How that is determined by the operating system is a mystery at this point. Sometimes, to get the highest rate, a sending/receivering pair need to be run,
killed, and restarted a number of times. Again, why this is so is a mystery. If a sender/receiver are not running at 4GB/s, then they generally run at 3.3GB/s.
Sending Thread
If a sending thread was tied to a single or multiple cores, then performance diminished noticeably. The top transfer rate became 3.5GB/s.
Receiving Thread
Generally, running at the top transfer rate meant dropping packets on occasion. However: eliminating dropped packets could be achieved by tying the reassembly thread
of a receiver to a single core. This did not improve top speed but did eliminate dropped packets. Note that tying it to multiple cores always diminished performance considerably.
In the case of tying to 2 cores, the received rate drops to almost 1/2 the sending rate. The advantage of tying reassembly to a single core comes with an important caveat.
It's dependent on the ksoftirq thread.
ksoftirq Thread
ksoftirqds are kernel threads driving soft IRQs, things like NET_TX_SOFTIRQ and NET_RX_SOFTIRQ.
These are implemented separate from the actual interrupt handlers in the device drivers where latency is critical.
An actual interrupt handler, or hardware IRQ, for a network card is concerned with getting data to/from the device as quickly as possible.
It doesn't know anything about TCP/IP processing.
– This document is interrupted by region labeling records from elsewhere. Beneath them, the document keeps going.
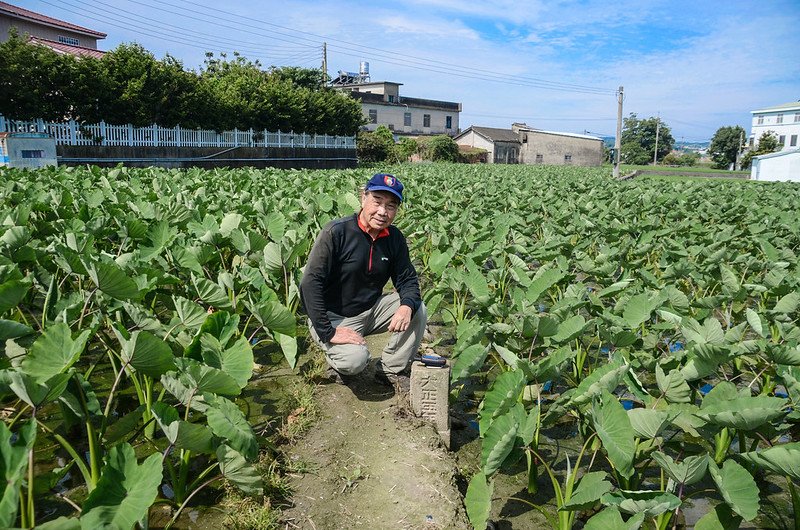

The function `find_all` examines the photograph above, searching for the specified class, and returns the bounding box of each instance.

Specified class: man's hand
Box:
[330,327,367,346]
[389,305,411,331]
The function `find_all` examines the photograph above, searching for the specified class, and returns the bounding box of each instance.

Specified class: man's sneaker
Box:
[375,365,411,393]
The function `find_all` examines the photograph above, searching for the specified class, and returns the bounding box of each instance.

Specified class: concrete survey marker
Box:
[411,361,450,449]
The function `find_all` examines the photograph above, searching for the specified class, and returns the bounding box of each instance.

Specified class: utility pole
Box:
[653,113,661,166]
[612,86,622,179]
[322,42,328,88]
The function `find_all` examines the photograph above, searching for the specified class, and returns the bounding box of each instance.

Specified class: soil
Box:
[282,335,470,530]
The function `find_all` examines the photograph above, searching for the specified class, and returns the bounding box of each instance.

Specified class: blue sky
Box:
[17,0,800,141]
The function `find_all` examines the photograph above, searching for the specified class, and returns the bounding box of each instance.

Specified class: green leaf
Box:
[81,443,162,528]
[20,322,91,383]
[121,331,175,379]
[0,279,31,315]
[583,506,645,530]
[87,261,141,300]
[204,394,258,461]
[695,396,786,431]
[464,471,494,530]
[561,471,612,511]
[694,503,742,530]
[481,413,519,477]
[737,442,800,480]
[600,490,681,517]
[217,444,264,495]
[0,420,36,528]
[708,458,759,521]
[450,344,489,382]
[592,390,636,478]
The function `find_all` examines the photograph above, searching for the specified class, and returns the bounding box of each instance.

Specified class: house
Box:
[750,101,800,150]
[750,148,800,182]
[0,2,106,58]
[454,123,604,166]
[331,61,461,136]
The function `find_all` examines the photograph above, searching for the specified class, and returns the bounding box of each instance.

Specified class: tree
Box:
[620,112,675,165]
[742,131,781,169]
[708,125,745,169]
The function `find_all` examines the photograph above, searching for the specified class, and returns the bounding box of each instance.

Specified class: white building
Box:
[332,71,461,136]
[750,101,800,150]
[750,148,800,182]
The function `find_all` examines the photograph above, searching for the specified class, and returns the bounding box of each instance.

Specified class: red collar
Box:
[356,212,389,241]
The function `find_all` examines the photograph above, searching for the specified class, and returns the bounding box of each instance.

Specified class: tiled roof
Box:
[0,2,107,39]
[30,37,106,59]
[750,101,800,114]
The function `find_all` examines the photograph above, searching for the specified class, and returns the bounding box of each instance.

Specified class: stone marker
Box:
[411,361,450,449]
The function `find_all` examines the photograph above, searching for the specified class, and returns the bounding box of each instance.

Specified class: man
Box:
[300,173,427,389]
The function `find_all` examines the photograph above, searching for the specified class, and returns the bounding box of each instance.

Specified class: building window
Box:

It knows about its bus handling (say PCI), its card specifics (ring buffers, control/config registers),
DMA, and a bit about Ethernet. It handles/receives packets (skbufs to be exact) through queues to/from ksoftirq threads.
By splitting the workload the kernel doesn't try and achieve everything in the actual hardware IRQ while other IRQs are potentially masked.
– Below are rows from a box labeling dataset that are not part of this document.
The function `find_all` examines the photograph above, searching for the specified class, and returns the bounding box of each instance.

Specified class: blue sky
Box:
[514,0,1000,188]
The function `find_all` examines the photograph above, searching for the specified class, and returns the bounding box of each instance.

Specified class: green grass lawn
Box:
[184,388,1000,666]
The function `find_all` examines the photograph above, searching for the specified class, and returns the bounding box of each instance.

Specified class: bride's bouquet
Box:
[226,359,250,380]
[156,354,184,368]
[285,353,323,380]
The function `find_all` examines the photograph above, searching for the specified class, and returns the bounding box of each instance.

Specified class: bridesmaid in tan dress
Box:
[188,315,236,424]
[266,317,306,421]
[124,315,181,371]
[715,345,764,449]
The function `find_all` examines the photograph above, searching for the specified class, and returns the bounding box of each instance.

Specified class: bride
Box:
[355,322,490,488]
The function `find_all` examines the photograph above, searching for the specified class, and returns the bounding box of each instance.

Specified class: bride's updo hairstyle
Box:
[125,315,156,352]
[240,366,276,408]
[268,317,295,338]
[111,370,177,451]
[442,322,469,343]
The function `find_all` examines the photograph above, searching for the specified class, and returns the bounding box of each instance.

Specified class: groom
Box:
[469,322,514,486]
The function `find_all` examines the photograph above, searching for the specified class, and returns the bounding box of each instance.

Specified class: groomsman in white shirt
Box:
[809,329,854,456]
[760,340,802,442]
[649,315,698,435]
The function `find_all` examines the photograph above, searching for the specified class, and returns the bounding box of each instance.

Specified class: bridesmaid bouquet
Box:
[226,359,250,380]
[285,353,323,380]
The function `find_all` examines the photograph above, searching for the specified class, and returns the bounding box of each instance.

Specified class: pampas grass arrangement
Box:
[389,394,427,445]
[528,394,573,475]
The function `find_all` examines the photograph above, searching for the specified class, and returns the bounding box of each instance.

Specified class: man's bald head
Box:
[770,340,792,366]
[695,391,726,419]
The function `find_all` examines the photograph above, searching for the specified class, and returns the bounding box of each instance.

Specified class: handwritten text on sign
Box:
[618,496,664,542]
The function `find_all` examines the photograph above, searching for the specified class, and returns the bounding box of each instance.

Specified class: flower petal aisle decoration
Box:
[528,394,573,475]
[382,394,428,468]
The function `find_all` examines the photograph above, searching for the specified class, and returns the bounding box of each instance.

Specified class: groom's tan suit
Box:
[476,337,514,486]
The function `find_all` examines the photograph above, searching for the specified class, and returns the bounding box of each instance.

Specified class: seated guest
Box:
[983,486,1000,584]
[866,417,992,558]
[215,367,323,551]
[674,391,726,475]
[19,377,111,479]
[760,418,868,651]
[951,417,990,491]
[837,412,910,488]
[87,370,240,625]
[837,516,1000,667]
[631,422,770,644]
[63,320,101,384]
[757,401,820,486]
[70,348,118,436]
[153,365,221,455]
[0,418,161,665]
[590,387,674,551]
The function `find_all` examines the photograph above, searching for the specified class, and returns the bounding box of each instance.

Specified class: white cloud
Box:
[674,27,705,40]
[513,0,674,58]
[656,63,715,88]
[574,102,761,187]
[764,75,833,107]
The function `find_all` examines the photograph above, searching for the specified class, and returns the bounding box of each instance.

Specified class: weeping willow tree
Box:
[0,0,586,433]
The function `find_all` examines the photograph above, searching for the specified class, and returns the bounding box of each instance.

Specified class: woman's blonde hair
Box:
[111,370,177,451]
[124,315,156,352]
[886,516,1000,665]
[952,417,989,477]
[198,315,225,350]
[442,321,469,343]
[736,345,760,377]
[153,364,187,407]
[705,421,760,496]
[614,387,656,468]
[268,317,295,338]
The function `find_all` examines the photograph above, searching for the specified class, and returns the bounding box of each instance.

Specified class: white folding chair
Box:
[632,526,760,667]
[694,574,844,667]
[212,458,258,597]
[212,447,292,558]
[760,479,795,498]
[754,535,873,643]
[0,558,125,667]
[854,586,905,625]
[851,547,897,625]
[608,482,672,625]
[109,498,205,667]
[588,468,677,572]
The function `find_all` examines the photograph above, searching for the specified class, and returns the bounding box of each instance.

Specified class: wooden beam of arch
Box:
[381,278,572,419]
If the linux kernel is > 2.4.2, NAPI should be available and one of the things a driver can support is interrupt mitigation.
If the packet rate becomes too high a NAPI driver can turn off interrupts (which are fairly expensive - one per packet) and go into a polling mode.
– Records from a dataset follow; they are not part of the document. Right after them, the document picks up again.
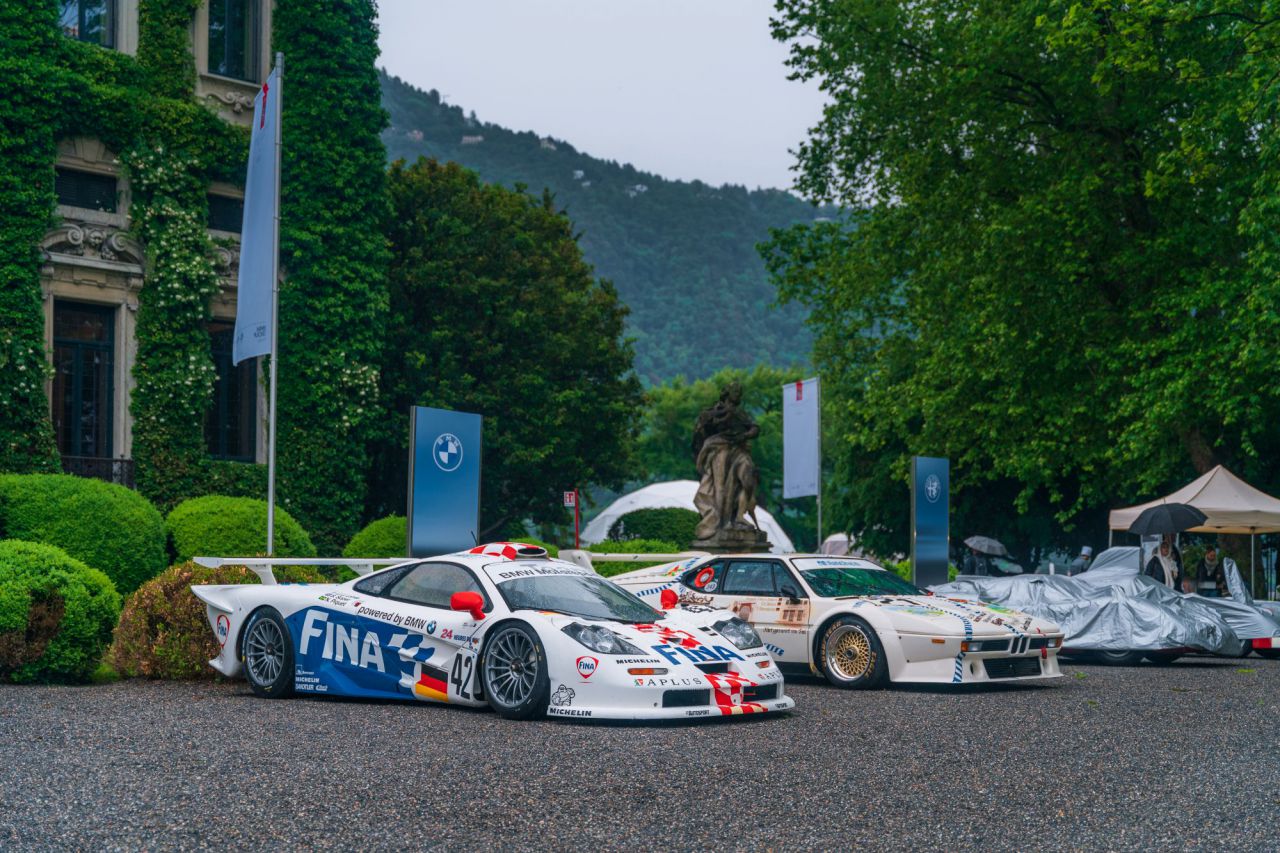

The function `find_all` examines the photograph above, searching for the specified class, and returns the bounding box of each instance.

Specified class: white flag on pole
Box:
[782,378,822,498]
[232,68,280,364]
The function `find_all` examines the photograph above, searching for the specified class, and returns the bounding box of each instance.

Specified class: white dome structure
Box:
[581,480,795,553]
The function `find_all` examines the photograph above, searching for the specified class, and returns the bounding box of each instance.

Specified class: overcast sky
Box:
[379,0,822,188]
However the driver needs to support this.
And now on to my observations. If not tied to a core, the reassembler will drop packets if the ksoftirqd thread consumes 5% or more of a cpu (according to "top").
However, if tied to a single core, no packets are dropped even if the ksoftirqd thread goes up to 7% cpu.
Sometimes, when starting up the receiver while it's tied to a core, this kernel thread will begin gobbling up 20% or more, even up to 100% of a core.
If this happens, it kills performance and nothing good happens. Why this thread sometimes takes up so much cpu while at other times it doesn't is still a great mystery.